As the Son of God and Son of Man, Jesus felt the weight of this sin long before he suffered death on the cross. Upon finding out that his friend Lazarus had died, John tells us, Jesus wept (John 11:35). Jesus had literally just finished telling Lazarus’ sister that he was going to raise Lazarus from the dead, and yet he cried at the sight of Lazarus’ tomb.
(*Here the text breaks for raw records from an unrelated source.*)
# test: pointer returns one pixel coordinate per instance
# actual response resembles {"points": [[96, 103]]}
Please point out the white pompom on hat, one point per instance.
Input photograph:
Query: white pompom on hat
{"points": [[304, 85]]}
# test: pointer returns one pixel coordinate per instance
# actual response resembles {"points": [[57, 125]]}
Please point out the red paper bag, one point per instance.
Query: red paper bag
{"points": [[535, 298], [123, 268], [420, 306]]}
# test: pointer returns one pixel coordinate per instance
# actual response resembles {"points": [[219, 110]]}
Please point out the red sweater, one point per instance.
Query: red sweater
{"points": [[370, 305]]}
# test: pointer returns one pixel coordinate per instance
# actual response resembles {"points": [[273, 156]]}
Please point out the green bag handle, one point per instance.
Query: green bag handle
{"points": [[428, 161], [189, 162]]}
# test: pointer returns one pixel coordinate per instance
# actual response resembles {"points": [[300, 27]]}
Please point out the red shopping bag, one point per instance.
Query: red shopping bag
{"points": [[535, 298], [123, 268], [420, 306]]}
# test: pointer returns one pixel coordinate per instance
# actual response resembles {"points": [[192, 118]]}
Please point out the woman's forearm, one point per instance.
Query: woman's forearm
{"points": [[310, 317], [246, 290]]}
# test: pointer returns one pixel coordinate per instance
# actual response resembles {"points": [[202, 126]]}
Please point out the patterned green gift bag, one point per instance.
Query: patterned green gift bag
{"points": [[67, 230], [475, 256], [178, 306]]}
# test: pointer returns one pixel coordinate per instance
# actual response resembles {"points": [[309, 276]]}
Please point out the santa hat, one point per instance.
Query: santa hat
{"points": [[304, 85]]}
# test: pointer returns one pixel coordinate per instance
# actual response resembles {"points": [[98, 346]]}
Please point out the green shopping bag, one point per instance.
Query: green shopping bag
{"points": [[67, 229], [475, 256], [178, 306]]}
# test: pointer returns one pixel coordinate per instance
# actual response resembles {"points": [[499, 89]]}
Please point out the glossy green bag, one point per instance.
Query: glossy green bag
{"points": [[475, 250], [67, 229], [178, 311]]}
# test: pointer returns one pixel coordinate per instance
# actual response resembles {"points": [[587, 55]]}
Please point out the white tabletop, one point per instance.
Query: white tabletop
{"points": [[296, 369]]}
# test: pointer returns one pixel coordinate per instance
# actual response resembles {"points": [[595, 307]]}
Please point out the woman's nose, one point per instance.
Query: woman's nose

This part of scripture always baffled me. Jesus KNEW he was going to see his friend alive again in a matter of minutes, but he felt sadness anyway. I think it’s because it wasn’t the way things were supposed to be. Death and loss weren’t things his Father in Heaven had intended for humans to experience. And yet, because of sin, death is a reality we face throughout our lives.
Find Comfort in Jesus
When the first humans sinned against God, He didn’t just leave us to deal with the mess we’d made. Almost immediately, God assured Adam and Eve that He had a rescue plan for them: “And I will put enmity between [the serpent] and the woman, and between your offspring and hers; he will crush your head, and you will strike his heel” (Genesis 3:15). Jesus is the child of Eve who crushed the Devil, saving us from sin and death.
Just before Jesus was arrested, he told his disciples what was going to happen on the day we now know as Good Friday. And he comforted them with this: “I have told you these things, so that in me you may have peace. In this world you will have trouble. But take heart! I have overcome the world” (John 16:33). This message of encouragement from Jesus is for us too.
Not the Way It’ll Always Be
The book of Isaiah, a prophesy of the Savior Jesus, explains it like this: [Jesus] will swallow up death forever. The Sovereign Lord will wipe away the tears from all faces; he will remove his people’s disgrace from all the earth (Isaiah 25:8). As long as we’re on Earth before Jesus returns, things are going to be rough. We’ll face death, destruction, sadness, and anger.
But, Jesus was and is God’s rescue plan for us. Pastor Ben explains, “[When Jesus returns,] God is going to give us this life, but he is finally going to get all the stains out. All the ways that sin has stained this world will be eradicated. This world will be purified of death and crying and pain. The old way the world worked will pass away.”2
Things aren’t the way God intended them to be. But He used our sin, our messiness, and our weakness to display His mercy and grace through Jesus. When Jesus returns, all will be perfect again, just the way it was supposed to be.
1 Furtick, S. (2014.) Crash the Chatterbox. New York, NY: Multnomah Books. p. 51.